Congress Attacks Geithner
For Role in AIG Bailout

Jan. 27, 2010 (EIRNS)—At an outraged hearing of Rep. Edolphus Towns' (D-N.Y.) House Government Oversight Committee Jan. 27, neither Treasury Secretary Timothy Geithner, nor former Secretary Hank Paulson, nor New York Federal Reserve Board chairman Charles Friedman, nor New York Fed general counsel Thomas Baxter, would acknowledge having had anything to with the fatal decision to carry out history's biggest bailout, or knowing anything about how the decision was made. That decision, in the Fall 2008, to pour, ultimately, $200 billion in taxpayers' money into AIG insurance's holding company, was a huge "back-door bailout" to international investment banks led by Goldman Sachs. All of the above have in common very close connections to Goldman Sachs, and, along with useful-idiot Presidents George W. Bush and Barack Obama, they pushed the criminal bailout through. It triggered the beginnings of political mass strike by the angry American people, which is still growing today.
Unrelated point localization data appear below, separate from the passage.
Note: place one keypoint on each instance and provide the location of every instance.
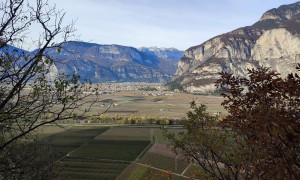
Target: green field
(84, 168)
(83, 154)
(112, 150)
(163, 162)
(95, 152)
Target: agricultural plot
(138, 171)
(153, 134)
(111, 149)
(125, 133)
(68, 140)
(84, 155)
(84, 168)
(164, 162)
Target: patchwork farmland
(90, 152)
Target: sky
(162, 23)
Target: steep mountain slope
(273, 41)
(102, 63)
(169, 57)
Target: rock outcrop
(274, 41)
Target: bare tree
(27, 90)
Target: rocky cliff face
(103, 63)
(273, 41)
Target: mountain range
(273, 41)
(115, 63)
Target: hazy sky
(162, 23)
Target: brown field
(134, 103)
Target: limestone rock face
(273, 42)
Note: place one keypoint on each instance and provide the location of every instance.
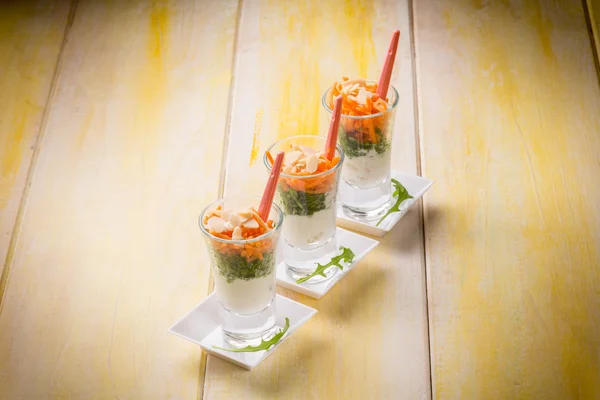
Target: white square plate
(202, 326)
(360, 246)
(416, 187)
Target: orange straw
(269, 193)
(334, 124)
(386, 73)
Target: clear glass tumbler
(366, 140)
(309, 203)
(244, 275)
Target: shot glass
(309, 204)
(366, 140)
(244, 275)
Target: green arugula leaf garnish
(264, 345)
(301, 203)
(346, 256)
(402, 194)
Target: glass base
(243, 330)
(300, 263)
(366, 204)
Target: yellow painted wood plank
(593, 8)
(509, 106)
(369, 339)
(31, 34)
(109, 254)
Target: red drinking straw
(269, 193)
(334, 124)
(386, 73)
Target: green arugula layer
(353, 148)
(301, 203)
(264, 345)
(235, 266)
(400, 194)
(347, 256)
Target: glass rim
(264, 236)
(393, 106)
(331, 170)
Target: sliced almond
(235, 220)
(224, 214)
(250, 223)
(245, 213)
(237, 233)
(312, 162)
(291, 157)
(216, 224)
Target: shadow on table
(276, 375)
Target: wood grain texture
(593, 9)
(510, 132)
(110, 254)
(31, 35)
(369, 339)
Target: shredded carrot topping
(250, 251)
(360, 99)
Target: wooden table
(120, 120)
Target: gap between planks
(4, 278)
(421, 208)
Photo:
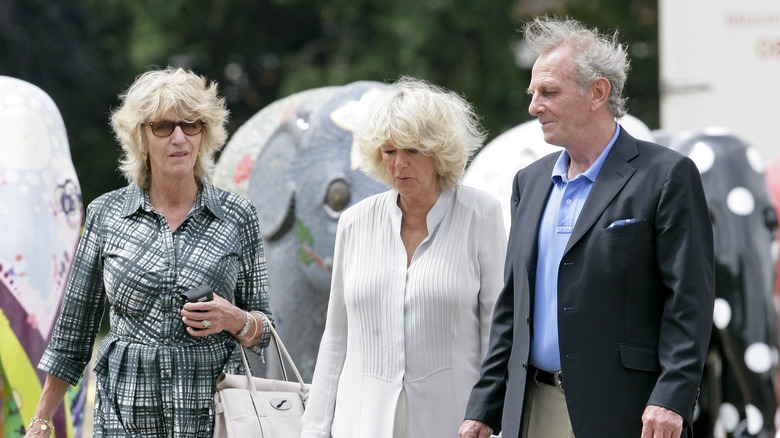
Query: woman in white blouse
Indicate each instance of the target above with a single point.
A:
(416, 272)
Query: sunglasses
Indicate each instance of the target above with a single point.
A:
(163, 128)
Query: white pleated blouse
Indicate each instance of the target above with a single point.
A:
(423, 328)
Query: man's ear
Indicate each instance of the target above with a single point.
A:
(600, 91)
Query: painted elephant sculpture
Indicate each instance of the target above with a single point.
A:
(739, 397)
(41, 213)
(297, 165)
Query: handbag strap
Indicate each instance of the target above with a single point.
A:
(281, 351)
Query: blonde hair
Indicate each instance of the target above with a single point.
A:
(415, 114)
(148, 98)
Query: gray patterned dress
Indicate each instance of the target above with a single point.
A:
(153, 378)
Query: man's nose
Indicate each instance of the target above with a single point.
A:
(534, 108)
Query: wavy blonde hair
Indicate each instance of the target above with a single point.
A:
(148, 98)
(415, 114)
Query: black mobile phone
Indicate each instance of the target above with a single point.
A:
(199, 294)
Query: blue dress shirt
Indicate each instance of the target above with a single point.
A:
(563, 208)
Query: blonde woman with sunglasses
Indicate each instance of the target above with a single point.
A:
(168, 231)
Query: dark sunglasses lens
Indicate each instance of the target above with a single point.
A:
(162, 129)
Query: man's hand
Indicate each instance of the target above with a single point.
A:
(474, 429)
(658, 422)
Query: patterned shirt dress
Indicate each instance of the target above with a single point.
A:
(153, 378)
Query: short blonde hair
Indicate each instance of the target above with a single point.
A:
(415, 114)
(148, 98)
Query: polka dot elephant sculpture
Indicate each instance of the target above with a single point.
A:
(295, 161)
(738, 396)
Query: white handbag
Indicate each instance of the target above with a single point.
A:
(246, 406)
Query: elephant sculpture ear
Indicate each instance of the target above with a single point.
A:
(272, 187)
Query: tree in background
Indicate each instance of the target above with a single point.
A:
(84, 52)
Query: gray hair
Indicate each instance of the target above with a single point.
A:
(596, 55)
(148, 98)
(415, 114)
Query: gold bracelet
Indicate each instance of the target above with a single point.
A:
(256, 324)
(45, 424)
(244, 329)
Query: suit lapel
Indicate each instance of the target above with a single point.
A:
(614, 174)
(528, 217)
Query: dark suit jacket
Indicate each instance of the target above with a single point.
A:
(634, 302)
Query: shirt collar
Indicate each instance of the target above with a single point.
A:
(206, 198)
(559, 170)
(436, 213)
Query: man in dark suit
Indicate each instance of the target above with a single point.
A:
(603, 324)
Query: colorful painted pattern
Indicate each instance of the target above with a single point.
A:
(40, 215)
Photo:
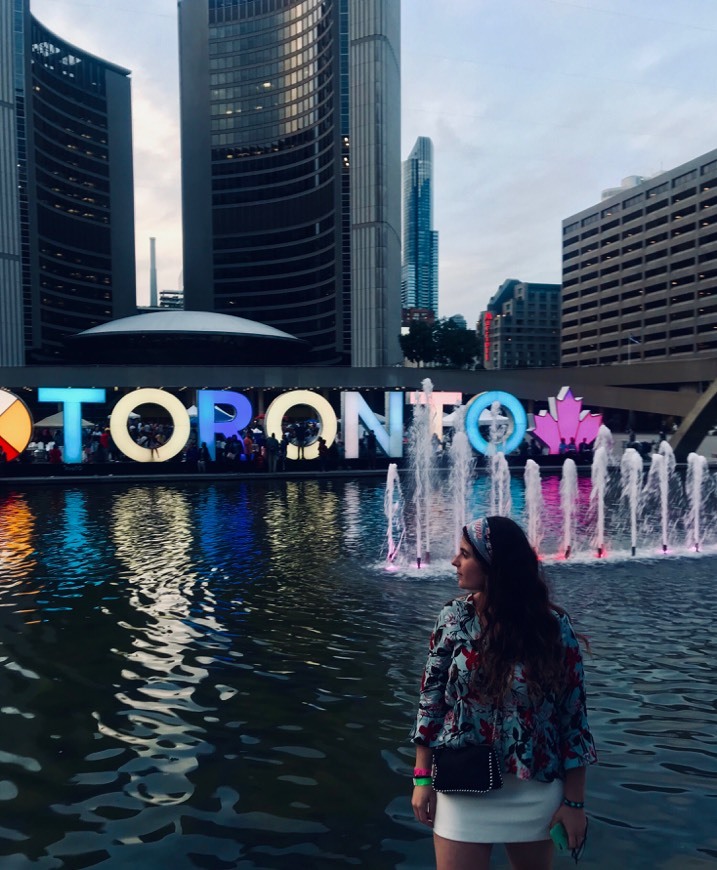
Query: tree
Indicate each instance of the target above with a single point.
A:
(444, 343)
(455, 347)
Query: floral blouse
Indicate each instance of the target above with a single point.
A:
(536, 740)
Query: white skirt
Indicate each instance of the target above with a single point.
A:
(520, 812)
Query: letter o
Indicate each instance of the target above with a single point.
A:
(479, 403)
(277, 411)
(146, 396)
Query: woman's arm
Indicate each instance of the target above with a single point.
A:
(573, 818)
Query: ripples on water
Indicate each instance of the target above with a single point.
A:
(223, 676)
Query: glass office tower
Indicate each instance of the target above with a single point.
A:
(66, 190)
(274, 141)
(419, 276)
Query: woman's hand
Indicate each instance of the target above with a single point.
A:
(424, 804)
(574, 822)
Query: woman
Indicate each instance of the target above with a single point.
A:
(504, 667)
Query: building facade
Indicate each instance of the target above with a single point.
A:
(291, 169)
(521, 326)
(419, 274)
(66, 193)
(640, 271)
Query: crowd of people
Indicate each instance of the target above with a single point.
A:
(249, 450)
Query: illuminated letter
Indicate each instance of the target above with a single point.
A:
(354, 407)
(475, 408)
(71, 400)
(278, 408)
(208, 427)
(437, 403)
(127, 404)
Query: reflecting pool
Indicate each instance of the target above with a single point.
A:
(223, 675)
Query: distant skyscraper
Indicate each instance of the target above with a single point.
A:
(291, 169)
(521, 326)
(640, 270)
(419, 276)
(66, 191)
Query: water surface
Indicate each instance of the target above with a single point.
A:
(223, 675)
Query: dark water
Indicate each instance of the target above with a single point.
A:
(223, 676)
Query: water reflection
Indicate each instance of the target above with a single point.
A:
(220, 676)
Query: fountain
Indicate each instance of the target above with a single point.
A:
(393, 510)
(660, 480)
(533, 503)
(697, 477)
(422, 458)
(626, 504)
(568, 504)
(461, 461)
(631, 474)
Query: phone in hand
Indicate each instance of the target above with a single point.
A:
(559, 836)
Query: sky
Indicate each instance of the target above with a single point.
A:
(534, 108)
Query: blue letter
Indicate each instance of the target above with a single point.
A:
(479, 404)
(71, 400)
(207, 424)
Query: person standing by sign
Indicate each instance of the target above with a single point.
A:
(505, 669)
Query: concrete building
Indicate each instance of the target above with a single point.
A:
(171, 299)
(291, 169)
(640, 271)
(66, 200)
(419, 274)
(521, 326)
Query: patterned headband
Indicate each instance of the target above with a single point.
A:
(478, 532)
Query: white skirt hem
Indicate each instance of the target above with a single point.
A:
(520, 812)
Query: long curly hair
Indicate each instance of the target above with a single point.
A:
(519, 623)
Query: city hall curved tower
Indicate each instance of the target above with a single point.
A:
(291, 169)
(66, 190)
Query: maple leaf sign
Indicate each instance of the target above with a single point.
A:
(566, 420)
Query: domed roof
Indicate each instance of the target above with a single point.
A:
(174, 337)
(201, 322)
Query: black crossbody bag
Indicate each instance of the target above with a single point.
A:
(468, 770)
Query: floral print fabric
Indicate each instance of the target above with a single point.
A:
(536, 740)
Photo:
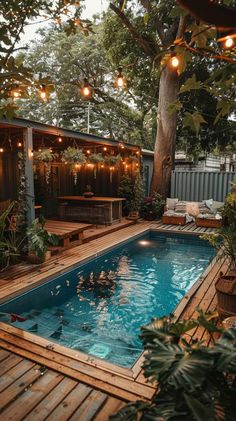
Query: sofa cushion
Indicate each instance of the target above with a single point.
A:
(180, 207)
(171, 203)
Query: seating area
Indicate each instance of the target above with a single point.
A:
(204, 214)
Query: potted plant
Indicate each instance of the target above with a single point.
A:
(45, 156)
(194, 382)
(95, 159)
(75, 158)
(153, 207)
(39, 241)
(88, 191)
(112, 161)
(224, 240)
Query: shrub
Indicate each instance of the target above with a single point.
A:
(195, 382)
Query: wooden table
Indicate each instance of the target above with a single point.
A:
(70, 233)
(113, 205)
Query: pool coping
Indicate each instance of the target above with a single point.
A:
(134, 374)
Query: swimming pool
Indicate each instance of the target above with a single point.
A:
(99, 306)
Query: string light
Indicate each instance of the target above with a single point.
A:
(120, 81)
(174, 62)
(227, 41)
(86, 90)
(15, 93)
(42, 92)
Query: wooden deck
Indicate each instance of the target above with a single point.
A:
(69, 233)
(74, 385)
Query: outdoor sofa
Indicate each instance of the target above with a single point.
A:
(204, 214)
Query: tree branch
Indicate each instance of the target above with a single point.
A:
(159, 27)
(142, 42)
(221, 16)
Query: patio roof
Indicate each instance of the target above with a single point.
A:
(47, 129)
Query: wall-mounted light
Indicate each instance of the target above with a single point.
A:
(86, 90)
(120, 80)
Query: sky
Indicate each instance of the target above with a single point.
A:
(92, 7)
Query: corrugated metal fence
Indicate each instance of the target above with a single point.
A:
(196, 186)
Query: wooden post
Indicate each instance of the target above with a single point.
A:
(28, 149)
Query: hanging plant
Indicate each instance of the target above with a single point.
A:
(95, 159)
(45, 156)
(75, 158)
(133, 159)
(112, 161)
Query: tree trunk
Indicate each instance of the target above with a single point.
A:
(164, 151)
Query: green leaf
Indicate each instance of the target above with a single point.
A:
(199, 411)
(193, 121)
(174, 106)
(191, 83)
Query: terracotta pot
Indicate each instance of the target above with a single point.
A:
(226, 295)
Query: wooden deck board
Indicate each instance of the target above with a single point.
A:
(72, 389)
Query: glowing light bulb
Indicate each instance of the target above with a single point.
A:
(120, 82)
(229, 42)
(174, 61)
(86, 91)
(16, 94)
(43, 93)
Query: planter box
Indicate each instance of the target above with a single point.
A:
(226, 295)
(208, 223)
(173, 220)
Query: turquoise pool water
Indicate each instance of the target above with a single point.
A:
(98, 307)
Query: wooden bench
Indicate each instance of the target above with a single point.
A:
(70, 233)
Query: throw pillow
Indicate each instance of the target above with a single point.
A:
(171, 203)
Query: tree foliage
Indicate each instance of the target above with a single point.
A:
(195, 382)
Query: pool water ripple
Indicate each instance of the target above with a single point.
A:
(98, 308)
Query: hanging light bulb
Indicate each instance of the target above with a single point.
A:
(228, 40)
(42, 92)
(120, 80)
(174, 61)
(86, 90)
(15, 93)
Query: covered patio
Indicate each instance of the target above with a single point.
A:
(53, 181)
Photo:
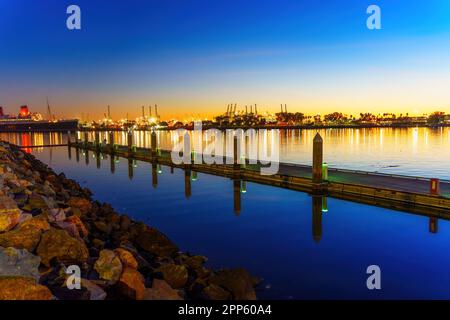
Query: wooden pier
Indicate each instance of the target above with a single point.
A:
(422, 196)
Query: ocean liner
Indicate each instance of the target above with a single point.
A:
(26, 121)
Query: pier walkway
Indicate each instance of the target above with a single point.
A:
(404, 193)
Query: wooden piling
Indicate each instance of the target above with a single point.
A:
(187, 155)
(153, 144)
(86, 138)
(435, 187)
(317, 218)
(237, 196)
(187, 183)
(97, 140)
(111, 141)
(154, 175)
(130, 141)
(112, 163)
(236, 160)
(130, 169)
(317, 159)
(433, 225)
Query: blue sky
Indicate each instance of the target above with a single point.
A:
(193, 57)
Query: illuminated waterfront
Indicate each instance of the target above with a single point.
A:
(408, 151)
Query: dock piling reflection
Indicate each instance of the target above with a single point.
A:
(237, 196)
(317, 201)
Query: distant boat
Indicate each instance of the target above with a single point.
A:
(33, 122)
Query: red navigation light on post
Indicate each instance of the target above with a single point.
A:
(435, 188)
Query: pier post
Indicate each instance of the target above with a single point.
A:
(153, 144)
(317, 159)
(130, 141)
(97, 140)
(435, 187)
(98, 159)
(154, 174)
(187, 154)
(111, 141)
(237, 196)
(112, 162)
(317, 218)
(69, 149)
(77, 153)
(86, 138)
(236, 160)
(433, 225)
(130, 169)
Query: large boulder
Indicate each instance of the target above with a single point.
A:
(76, 221)
(9, 213)
(84, 205)
(59, 245)
(22, 288)
(127, 258)
(19, 262)
(175, 275)
(108, 266)
(96, 293)
(238, 281)
(26, 237)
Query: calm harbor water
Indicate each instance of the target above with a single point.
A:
(409, 151)
(300, 250)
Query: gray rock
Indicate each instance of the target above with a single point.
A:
(14, 262)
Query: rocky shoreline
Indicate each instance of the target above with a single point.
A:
(50, 226)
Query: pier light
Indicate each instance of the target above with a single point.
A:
(243, 186)
(324, 204)
(325, 171)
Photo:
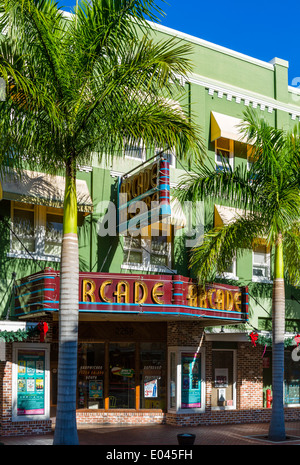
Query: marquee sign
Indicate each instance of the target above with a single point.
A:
(144, 197)
(130, 294)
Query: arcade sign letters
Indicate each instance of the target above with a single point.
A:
(137, 291)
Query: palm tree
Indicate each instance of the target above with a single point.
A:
(268, 197)
(79, 84)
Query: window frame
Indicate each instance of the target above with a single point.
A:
(40, 218)
(262, 279)
(172, 161)
(178, 351)
(135, 146)
(230, 152)
(234, 383)
(145, 250)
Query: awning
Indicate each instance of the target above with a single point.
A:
(227, 215)
(176, 219)
(225, 126)
(42, 189)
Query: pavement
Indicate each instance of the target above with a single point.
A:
(165, 435)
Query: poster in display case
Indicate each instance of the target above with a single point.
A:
(191, 381)
(31, 381)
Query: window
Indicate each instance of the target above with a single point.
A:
(223, 394)
(135, 151)
(23, 227)
(186, 379)
(169, 156)
(153, 374)
(90, 382)
(224, 151)
(37, 230)
(152, 253)
(230, 272)
(122, 375)
(261, 264)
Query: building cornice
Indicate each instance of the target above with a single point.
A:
(210, 45)
(243, 96)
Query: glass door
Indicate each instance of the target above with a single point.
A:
(122, 375)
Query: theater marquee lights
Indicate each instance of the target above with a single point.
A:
(115, 293)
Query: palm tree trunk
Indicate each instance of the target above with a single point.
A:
(65, 428)
(277, 425)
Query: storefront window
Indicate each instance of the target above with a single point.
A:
(191, 380)
(91, 376)
(152, 375)
(292, 379)
(122, 375)
(172, 392)
(223, 378)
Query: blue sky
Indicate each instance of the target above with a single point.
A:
(261, 29)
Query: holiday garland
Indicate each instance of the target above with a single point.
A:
(266, 341)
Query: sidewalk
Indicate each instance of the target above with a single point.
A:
(107, 435)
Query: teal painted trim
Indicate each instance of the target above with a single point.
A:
(166, 313)
(38, 311)
(158, 305)
(38, 279)
(38, 303)
(35, 292)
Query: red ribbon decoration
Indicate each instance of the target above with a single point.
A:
(253, 337)
(43, 328)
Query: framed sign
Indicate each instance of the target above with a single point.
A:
(150, 388)
(30, 382)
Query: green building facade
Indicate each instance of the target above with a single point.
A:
(231, 377)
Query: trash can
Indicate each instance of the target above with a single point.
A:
(186, 439)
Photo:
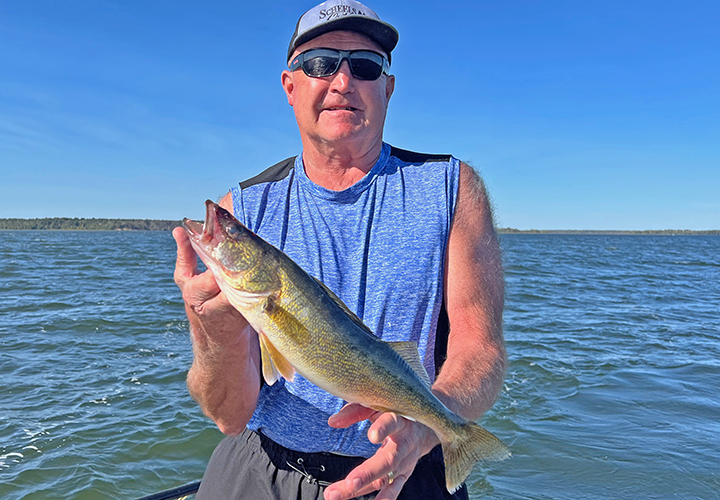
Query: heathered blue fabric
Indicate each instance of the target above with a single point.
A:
(380, 246)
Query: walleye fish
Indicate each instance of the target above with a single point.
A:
(305, 328)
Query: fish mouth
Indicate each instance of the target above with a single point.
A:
(209, 234)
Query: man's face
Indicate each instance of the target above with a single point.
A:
(340, 108)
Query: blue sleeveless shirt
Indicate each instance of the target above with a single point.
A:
(380, 246)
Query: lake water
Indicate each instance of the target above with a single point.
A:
(612, 390)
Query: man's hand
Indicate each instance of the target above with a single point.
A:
(225, 376)
(403, 443)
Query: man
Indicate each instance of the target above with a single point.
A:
(405, 240)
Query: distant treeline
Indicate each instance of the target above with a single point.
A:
(82, 224)
(509, 230)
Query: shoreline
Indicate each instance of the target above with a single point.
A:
(83, 224)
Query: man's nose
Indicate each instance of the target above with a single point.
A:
(343, 80)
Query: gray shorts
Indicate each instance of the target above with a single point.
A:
(250, 466)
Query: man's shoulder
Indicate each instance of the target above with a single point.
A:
(276, 173)
(407, 156)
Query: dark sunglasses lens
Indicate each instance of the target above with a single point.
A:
(321, 65)
(366, 65)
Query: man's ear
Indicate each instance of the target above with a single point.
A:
(389, 86)
(288, 85)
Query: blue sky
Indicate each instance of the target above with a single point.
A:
(579, 115)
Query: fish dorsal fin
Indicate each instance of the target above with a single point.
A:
(344, 307)
(274, 364)
(408, 351)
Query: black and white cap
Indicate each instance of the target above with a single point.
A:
(346, 15)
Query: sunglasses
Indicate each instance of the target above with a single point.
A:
(364, 64)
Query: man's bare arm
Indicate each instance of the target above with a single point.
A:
(472, 375)
(225, 376)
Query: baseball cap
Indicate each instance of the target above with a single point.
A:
(348, 15)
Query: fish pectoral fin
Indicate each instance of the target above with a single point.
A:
(274, 364)
(408, 352)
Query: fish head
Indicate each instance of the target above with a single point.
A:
(225, 245)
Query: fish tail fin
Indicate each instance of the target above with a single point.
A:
(471, 444)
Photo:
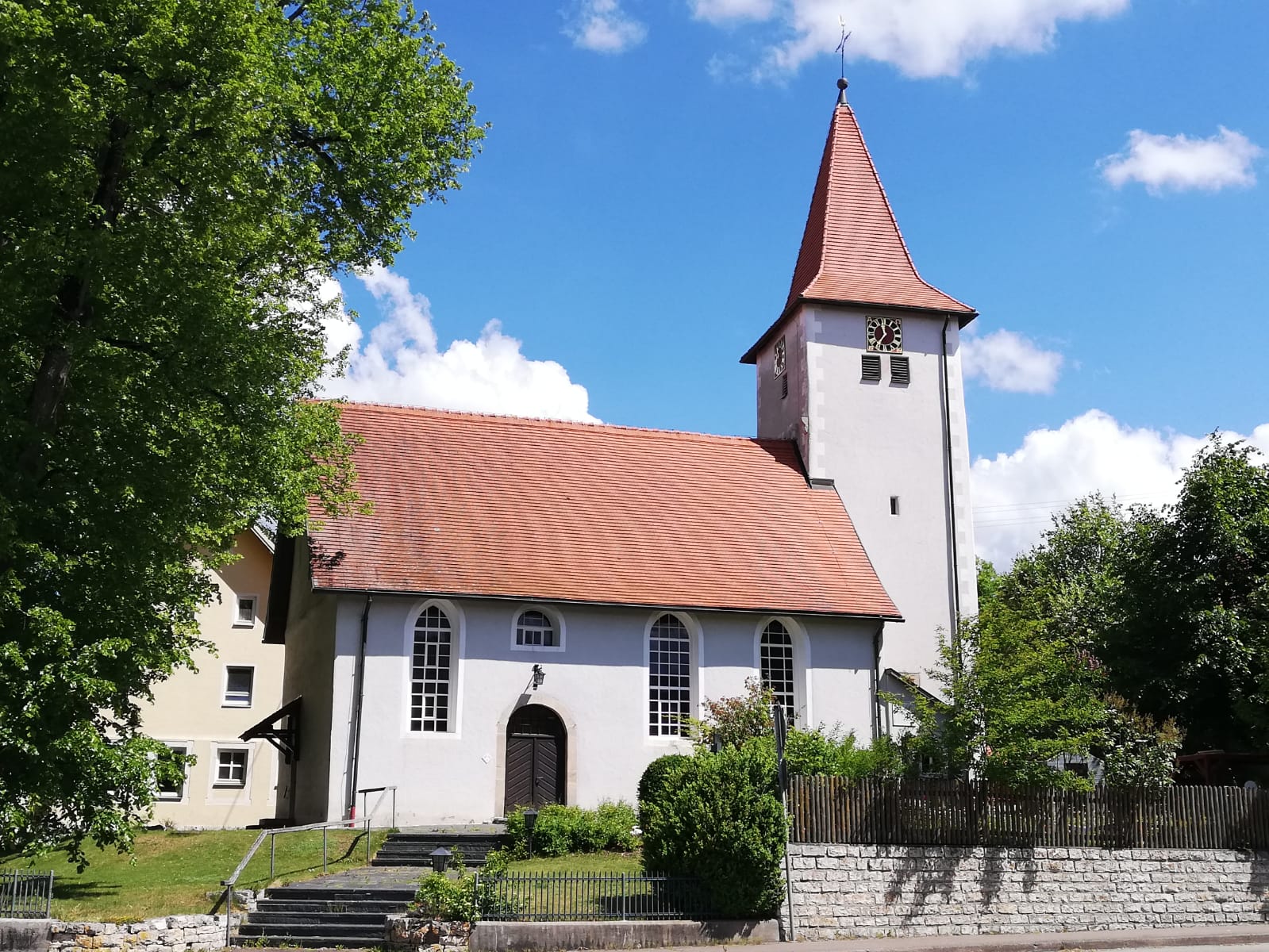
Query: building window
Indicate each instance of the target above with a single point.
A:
(534, 630)
(169, 790)
(237, 687)
(231, 768)
(669, 677)
(244, 613)
(775, 660)
(429, 676)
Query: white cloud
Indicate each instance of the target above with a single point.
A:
(603, 27)
(731, 10)
(1179, 163)
(402, 363)
(921, 37)
(1010, 362)
(1017, 494)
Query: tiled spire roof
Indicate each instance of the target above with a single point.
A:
(852, 251)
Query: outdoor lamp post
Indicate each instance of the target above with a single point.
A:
(531, 818)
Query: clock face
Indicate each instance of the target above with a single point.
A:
(886, 334)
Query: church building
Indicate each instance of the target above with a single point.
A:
(534, 607)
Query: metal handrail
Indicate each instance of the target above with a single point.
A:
(273, 847)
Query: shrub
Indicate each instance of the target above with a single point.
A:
(570, 829)
(717, 818)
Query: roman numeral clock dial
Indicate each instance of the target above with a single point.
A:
(886, 334)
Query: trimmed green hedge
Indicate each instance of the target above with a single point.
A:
(717, 818)
(570, 829)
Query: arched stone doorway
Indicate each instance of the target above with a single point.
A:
(536, 752)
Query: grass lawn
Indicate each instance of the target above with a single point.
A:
(171, 873)
(580, 863)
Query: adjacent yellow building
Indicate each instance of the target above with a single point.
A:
(205, 711)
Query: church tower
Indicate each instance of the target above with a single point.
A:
(863, 371)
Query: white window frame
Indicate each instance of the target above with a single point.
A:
(801, 663)
(217, 784)
(552, 615)
(456, 624)
(183, 793)
(237, 609)
(225, 687)
(693, 674)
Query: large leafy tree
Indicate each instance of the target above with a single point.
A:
(1190, 638)
(178, 178)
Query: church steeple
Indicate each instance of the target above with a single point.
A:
(852, 251)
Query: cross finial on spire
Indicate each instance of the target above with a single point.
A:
(841, 48)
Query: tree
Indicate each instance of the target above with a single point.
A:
(1192, 634)
(178, 181)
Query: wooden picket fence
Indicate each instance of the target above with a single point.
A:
(961, 814)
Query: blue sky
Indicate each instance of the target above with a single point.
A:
(1088, 175)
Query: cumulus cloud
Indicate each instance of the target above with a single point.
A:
(1180, 163)
(731, 10)
(919, 37)
(402, 362)
(1017, 494)
(1010, 362)
(603, 27)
The worked-up Geithner lied blatantly throughout the hearing, and added a lot of tinder to the growing "fire Geithner" blaze. During and after the hearing, three members of the Committee demanded Geithner's resignation: John Mica (R-Fla.), Stephen Lynch (D-Mass.), and Patrick McHenry (R-N.C.). Rep. John Duncan (R-Tenn.) warned Geithner, "You know, Mr. Secretary, the American people are very, very angry about what was done to bail out these banks." But despite directing their fury at Geithner about the now-exposed consequences of that bailout—in particular, the American people's ire against them—many members of this committee agreed to the bailout then, and still now repeat the big lie that it was necessary.

Lyndon LaRouche, then and now, was the one leading voice clearly denouncing it.

Geithner's idiotic testimony, under oath, that he knew nothing about the bailout of the banks' worthless derivatives contracts through AIG, although he was then president of the New York Fed, which carried out that bailout, infuriated the entire committee. His attempt to foist responsibility onto a subordinate, New York Fed vice-president Christine Cummings, was despicable. The government's special inspector-general for the TARP bailout program, Neil Barofsky, later testified that Geithner personally made the immediate early-November 2008 decision to pay the banks full face "value" for toxic derivatives and collateralized debt securities to the tune of $62 billion.

Lynch shouted at Geithner for several minutes:

The conduct of yourself and Secretary Paulson was consistently not on the side of the American people. If you could let Lehman go bankrupt, why did AIG have to be bailed out? You had every opportunity to make the banks take a haircut. This stinks to high heaven! The commitment to Goldman Sachs trumped your responsibility to the American people.